Additionally, as of January 2020, the UN marine agency forbade the use of boiler oil with a high sulphur content in maritime transportation. An industry representative recently stated, “Furnace oil is being sold at a price lower than that for crude oil.” Furnace oil is being exported by a few refineries in order to get rid of surplus material. Modern technology-driven plant enhancements will aid in the conversion of furnace oil into gasoline and diesel.

In its announcement, Cnergyico PK stated that it had already promised to modernise both of its refineries in 2020 and 2021 in order to produce diesel and petrol that meets Euro-V standards while also lowering the output of fuel oil. It stated that the Pakistan Oil Refining Policy for Up-gradation of Existing/Brownfield Refineries, 2023, has been amended by the government, following consultation with all refineries.

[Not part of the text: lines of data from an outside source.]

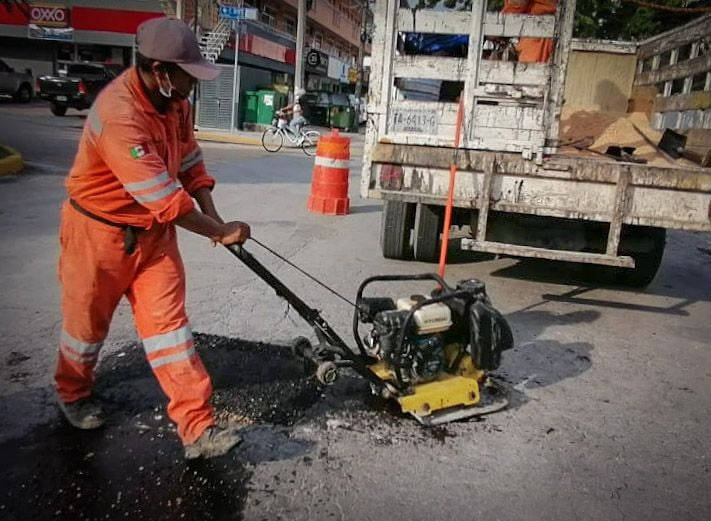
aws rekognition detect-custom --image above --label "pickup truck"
[38,63,123,116]
[361,0,711,286]
[0,60,32,103]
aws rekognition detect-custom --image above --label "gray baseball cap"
[136,17,220,80]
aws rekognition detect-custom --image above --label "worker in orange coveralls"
[501,0,557,63]
[55,18,250,459]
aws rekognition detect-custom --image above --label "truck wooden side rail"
[361,0,711,285]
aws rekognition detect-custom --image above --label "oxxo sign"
[30,5,69,27]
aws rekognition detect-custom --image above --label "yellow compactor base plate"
[370,356,508,425]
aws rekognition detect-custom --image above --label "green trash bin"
[244,90,259,123]
[330,107,355,130]
[255,90,282,125]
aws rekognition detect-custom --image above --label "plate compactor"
[228,239,513,426]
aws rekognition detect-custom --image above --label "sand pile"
[560,108,698,167]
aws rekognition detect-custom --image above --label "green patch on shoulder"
[128,145,146,159]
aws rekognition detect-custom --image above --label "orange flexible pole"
[439,95,464,277]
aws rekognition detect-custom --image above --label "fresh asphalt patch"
[0,334,470,521]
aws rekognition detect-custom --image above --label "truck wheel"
[415,203,441,262]
[615,226,667,288]
[15,83,32,103]
[380,201,415,260]
[49,101,67,116]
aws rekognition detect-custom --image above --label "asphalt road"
[0,98,711,521]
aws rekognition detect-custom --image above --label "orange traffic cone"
[307,129,351,215]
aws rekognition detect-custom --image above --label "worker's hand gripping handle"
[225,244,247,260]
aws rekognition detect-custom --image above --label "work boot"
[185,425,242,459]
[57,396,104,430]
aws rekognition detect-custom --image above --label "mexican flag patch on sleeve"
[128,145,146,159]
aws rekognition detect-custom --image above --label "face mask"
[158,72,175,98]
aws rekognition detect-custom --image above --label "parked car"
[328,93,358,132]
[0,60,33,103]
[38,63,123,116]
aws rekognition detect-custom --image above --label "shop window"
[676,43,691,63]
[284,16,296,35]
[671,78,686,96]
[261,5,277,27]
[659,50,672,69]
[57,43,74,61]
[691,72,707,92]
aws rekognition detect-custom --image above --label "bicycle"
[262,113,321,156]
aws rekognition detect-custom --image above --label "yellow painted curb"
[195,131,262,145]
[0,145,25,176]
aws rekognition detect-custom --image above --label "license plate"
[390,109,439,136]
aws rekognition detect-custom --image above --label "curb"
[195,131,262,146]
[0,145,25,176]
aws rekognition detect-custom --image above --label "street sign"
[220,5,259,20]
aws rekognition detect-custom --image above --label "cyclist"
[279,89,306,135]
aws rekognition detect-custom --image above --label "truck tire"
[415,203,441,262]
[380,201,415,260]
[15,83,32,103]
[615,226,667,288]
[49,101,67,116]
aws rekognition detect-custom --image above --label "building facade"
[218,0,370,92]
[0,0,165,77]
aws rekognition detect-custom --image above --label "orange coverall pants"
[55,203,214,444]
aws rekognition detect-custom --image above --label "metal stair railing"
[200,19,232,63]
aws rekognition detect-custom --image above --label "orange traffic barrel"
[307,129,351,215]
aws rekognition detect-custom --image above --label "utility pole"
[294,0,306,92]
[356,0,368,100]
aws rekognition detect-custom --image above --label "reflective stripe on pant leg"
[127,223,215,444]
[54,200,131,402]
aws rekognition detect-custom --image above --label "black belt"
[69,199,144,255]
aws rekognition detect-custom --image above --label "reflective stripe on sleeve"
[123,172,170,192]
[131,181,180,203]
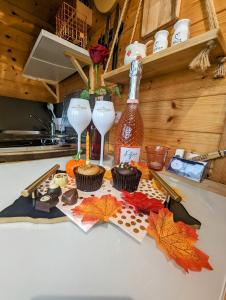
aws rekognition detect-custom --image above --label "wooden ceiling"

About $5–6 billion will be invested in Pakistan’s refining industry as a result of the initiative. Prior to this, Pakistan Refinery Limited (PRL) declared that, in accordance with the revised strategy, it had begun the plant improvement project, with an anticipated $1.7 billion in investment.

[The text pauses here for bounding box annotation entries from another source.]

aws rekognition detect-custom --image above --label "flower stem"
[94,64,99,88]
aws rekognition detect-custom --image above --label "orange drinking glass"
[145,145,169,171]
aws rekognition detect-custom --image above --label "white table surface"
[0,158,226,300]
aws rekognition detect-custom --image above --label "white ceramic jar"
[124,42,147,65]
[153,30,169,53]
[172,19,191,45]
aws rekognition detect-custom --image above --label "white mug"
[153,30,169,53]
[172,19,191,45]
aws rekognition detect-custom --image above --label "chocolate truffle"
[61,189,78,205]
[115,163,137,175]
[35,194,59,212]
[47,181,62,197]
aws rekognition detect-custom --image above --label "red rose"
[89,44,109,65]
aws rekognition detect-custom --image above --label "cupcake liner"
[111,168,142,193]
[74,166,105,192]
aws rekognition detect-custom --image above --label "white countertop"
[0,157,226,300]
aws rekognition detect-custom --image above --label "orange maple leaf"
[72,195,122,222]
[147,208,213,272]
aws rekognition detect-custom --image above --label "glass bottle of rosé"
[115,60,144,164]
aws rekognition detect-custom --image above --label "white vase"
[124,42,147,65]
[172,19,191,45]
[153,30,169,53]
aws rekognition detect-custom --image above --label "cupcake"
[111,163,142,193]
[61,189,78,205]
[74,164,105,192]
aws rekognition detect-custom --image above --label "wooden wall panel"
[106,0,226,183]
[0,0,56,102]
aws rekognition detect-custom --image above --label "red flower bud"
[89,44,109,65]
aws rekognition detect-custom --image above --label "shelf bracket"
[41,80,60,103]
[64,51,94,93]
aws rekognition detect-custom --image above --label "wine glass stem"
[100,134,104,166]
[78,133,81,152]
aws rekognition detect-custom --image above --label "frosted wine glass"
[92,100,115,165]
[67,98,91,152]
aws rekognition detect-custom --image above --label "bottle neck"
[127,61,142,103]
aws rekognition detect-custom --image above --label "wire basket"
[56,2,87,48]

The corporation wants to go from processing 50,000 barrels per day to 100,000 barrels per day, which is a twofold increase. PRL officials anticipate that the project will be finished by the end of 2028.

Local research firm Arif Habib Limited recently declared, “ATRL (Attock Refinery Limited) will reach a refinery upgrade agreement soon.” The statement read, “Our expectations are based on the fact that ATRL has the strongest balance sheet in the refinery industry and a substantial cash position of Rs66 billion (Rs616 per share) with no debt.” There are currently five oil refineries in Pakistan: PRL, Cnergyico PK, Attock Refinery, National Refinery, and Pak-Arab Refinery (Parco).